幻想紀行 ~夢の中の冒険者~

@CervoCN22S

序章

 僕は今、どこまでも広い草原を歩いている。少し前を、金髪を短く刈った騎士が鎧をカチャカチャ言わせながら歩く。そして、僕の隣には長い金髪と透き通るような白い肌が特徴の美女がいる。

「どうした。遅いぞ」

 前を歩いていた騎士が、振り返って僕にそう言った。彼の名前はレオン。話す言葉と外見が示す通り、無骨この上ない。おまけに体はムキムキで、腰に下げているグレートソードの破壊力は計り知れないときたもんだ。

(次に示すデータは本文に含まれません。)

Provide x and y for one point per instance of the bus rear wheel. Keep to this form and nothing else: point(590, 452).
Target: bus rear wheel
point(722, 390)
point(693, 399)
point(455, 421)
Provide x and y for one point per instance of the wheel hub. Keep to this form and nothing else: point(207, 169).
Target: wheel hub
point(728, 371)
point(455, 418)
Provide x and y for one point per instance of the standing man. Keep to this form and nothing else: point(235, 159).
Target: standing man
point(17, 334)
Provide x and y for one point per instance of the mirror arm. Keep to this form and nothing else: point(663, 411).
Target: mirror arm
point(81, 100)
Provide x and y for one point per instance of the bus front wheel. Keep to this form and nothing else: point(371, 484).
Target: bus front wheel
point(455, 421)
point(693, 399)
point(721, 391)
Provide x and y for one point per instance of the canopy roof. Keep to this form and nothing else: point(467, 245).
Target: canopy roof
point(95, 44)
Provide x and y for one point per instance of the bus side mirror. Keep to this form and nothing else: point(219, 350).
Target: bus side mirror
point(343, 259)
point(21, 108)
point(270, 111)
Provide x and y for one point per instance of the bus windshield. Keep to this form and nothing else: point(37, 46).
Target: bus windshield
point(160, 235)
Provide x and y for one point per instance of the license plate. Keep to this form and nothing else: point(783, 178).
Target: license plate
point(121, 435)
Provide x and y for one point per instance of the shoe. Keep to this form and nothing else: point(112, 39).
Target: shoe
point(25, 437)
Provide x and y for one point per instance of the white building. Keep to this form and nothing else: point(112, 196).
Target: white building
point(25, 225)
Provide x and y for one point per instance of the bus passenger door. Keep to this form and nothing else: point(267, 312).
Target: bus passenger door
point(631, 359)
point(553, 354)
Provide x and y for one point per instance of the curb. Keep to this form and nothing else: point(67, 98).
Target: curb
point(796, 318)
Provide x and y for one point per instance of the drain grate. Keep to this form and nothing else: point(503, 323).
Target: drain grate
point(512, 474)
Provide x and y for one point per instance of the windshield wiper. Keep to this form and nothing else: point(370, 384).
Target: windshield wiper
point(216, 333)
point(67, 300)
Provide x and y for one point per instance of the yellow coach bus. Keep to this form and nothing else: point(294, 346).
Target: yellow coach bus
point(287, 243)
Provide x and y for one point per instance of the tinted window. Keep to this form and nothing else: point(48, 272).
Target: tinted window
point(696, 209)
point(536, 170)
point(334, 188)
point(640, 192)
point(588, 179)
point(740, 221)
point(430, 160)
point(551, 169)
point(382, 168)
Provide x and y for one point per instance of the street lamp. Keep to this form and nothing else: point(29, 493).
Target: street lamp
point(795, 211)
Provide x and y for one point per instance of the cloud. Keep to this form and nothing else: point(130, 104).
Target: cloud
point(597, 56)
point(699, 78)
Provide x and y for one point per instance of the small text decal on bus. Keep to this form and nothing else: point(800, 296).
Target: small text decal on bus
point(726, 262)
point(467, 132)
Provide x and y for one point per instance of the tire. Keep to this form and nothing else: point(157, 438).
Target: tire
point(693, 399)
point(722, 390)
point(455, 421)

 そんな騎士とは正反対に、可憐で清楚な雰囲気を漂わせているのが、隣にいる美女。金糸細工のような髪からは、人間のものとは明らかに違う長さの耳が見えている。そう、彼女はファンタジー世界でおなじみのエルフなのだ。まるで人形のような美しさと華奢な体、そしてその身長は僕の肩ぐらいでしかない。見た目こそ子供のようだが、すでに僕の何倍、いや何十倍も生きているに違いない。だから、彼女は僕に対して姉のように振る舞うことがある。今のように僕がレオンに文句を言われたりすると、

「この人はあなたとは違うのよ。無理をさせないでちょうだい」

 と、僕をかばってくれたりする。一般的にエルフの女性は気が強かったり、妙に上品でお嬢様だったりするけど、彼女の場合は母性本能が強いタイプらしい。でも、どっちかと言えばお姉さん風を吹かせているような感じなんだけどね。

 こんなシチュエーション、ファンタジーの世界でしか有り得ないことだよね。現に、ここはファンタジー小説の中、アーレストという世界。そして僕は、ついこの間までこの小説を読んでいたごく普通の高校生だったんだ…。